By Xiangning Chen, Chen Liang, Da Huang, Esteban Real, Kaiyuan Wang, Yao Liu, Hieu Pham, Xuanyi Dong, Thang Luong, Cho-Jui Hsieh, Yifeng Lu, Quoc V. Le.
❓ Why → Adam has been king for way too long. Is there any way we’ll get rid of it? Probably not, but this could still be useful!
💡 Key insights → The method is called Lion (evolved sign moment) and the handwavy gist of it is that you can apply symbolic program search to learn a trainer function that outputs updated weight values given weights, gradients, and learning rates of a network.
This work contributes to the space of learned optimizers with the twist that the learned optimizer here is not learned via gradient descent but via symbolic discovery. This method works very well in the experiments showcased in the paper, achieving around 2x training speedups when compared to commonplace vanilla optimizers such as Adam.
However, as usual with these papers, it’s very hard to assess the most important feature of optimizers: convenience. Adam is not the chosen optimizer because it always works best and most efficiently, but because it works well enough most of the time, and relevant bottlenecks are elsewhere. That said, I would love to see learned optimizers take off and become the new defacto for challenging unstable learning scenarios such as 100 billion scale language models.

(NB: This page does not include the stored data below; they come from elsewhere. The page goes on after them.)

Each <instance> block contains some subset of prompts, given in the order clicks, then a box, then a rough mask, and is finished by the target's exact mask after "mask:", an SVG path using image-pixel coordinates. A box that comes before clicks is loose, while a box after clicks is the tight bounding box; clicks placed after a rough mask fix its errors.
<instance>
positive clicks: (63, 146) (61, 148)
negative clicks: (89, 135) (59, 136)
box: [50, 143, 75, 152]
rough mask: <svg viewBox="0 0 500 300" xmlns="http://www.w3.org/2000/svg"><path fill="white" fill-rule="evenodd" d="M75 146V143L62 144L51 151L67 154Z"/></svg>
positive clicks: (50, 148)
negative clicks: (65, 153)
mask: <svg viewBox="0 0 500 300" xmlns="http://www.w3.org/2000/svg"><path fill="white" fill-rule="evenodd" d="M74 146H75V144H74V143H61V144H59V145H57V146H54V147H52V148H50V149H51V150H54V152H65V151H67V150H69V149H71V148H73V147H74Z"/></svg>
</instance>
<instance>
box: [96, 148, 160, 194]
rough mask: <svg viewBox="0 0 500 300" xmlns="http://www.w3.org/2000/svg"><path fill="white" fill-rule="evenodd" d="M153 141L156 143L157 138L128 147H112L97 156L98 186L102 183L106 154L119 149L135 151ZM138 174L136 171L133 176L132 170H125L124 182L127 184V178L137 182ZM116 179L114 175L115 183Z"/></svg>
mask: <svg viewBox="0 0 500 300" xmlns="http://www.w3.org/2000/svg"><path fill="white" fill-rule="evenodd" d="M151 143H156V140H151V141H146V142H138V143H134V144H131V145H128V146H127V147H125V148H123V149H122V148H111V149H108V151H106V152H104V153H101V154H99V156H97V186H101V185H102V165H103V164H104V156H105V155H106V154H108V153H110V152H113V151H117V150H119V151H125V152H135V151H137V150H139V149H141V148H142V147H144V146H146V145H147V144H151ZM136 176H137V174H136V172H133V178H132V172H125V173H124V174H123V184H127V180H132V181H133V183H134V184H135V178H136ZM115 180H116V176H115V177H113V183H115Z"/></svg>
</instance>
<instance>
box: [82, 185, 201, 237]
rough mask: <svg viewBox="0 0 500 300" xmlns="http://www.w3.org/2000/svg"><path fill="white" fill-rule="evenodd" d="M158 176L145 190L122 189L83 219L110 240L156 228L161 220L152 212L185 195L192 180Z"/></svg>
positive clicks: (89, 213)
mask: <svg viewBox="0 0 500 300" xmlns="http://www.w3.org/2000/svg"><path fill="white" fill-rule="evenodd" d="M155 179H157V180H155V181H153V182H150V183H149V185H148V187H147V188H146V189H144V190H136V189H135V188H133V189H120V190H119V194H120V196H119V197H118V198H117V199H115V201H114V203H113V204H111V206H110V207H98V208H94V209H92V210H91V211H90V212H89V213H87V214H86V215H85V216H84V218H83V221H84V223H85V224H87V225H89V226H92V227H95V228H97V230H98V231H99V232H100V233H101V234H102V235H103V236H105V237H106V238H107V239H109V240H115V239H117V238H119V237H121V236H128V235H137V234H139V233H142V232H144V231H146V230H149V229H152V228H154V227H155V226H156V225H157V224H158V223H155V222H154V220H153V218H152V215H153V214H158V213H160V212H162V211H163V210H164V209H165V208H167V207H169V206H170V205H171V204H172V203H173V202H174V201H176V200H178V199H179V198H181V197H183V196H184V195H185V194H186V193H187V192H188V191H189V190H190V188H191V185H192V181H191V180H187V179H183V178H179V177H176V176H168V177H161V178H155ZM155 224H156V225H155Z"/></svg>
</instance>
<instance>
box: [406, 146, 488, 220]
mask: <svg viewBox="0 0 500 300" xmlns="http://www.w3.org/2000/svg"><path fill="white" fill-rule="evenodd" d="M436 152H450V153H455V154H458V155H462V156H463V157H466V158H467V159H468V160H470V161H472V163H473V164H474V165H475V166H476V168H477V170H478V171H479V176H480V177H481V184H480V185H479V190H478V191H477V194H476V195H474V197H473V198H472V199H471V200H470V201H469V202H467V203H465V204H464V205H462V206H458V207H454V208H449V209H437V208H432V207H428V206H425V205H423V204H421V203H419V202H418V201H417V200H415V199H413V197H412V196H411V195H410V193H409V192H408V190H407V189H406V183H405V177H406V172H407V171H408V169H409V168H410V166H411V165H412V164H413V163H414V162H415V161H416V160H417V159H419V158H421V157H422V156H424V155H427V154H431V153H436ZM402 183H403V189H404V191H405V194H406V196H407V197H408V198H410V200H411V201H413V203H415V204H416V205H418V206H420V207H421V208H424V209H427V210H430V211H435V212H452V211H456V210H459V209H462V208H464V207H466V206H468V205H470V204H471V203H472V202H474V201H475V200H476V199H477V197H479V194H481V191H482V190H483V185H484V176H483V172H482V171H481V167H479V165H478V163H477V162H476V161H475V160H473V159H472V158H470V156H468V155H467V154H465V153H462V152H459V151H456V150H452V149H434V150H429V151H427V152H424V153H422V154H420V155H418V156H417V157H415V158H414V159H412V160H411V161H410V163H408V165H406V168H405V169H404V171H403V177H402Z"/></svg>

By Shyam Sudhakaran, Miguel González-Duque, Claire Glanois, Matthias Freiberger, Elias Najarro, Sebastian Risi.
❓ Why → A fun one! Using GPT-2 to generate Mario Bros worlds.
💡 Key insights → That’s pretty much it. The authors do Procedural Content Generation (PCG, the idea of generating content for games algorithmically) by tokenizing elements of Mario Bros into characters and training a language model that is then conditioned on text prompts.
They further increase the diversity of generated levels with evolutionary computing, embedding MarioGPT into a novelty search loop that samples existing levels, mutates them, and applies selection criteria to keep or discard them.
The resulting levels are playable 88% of the time and display high controllability via text prompting. This is only an exciting start to potentially more expressive and personalized gaming experiences!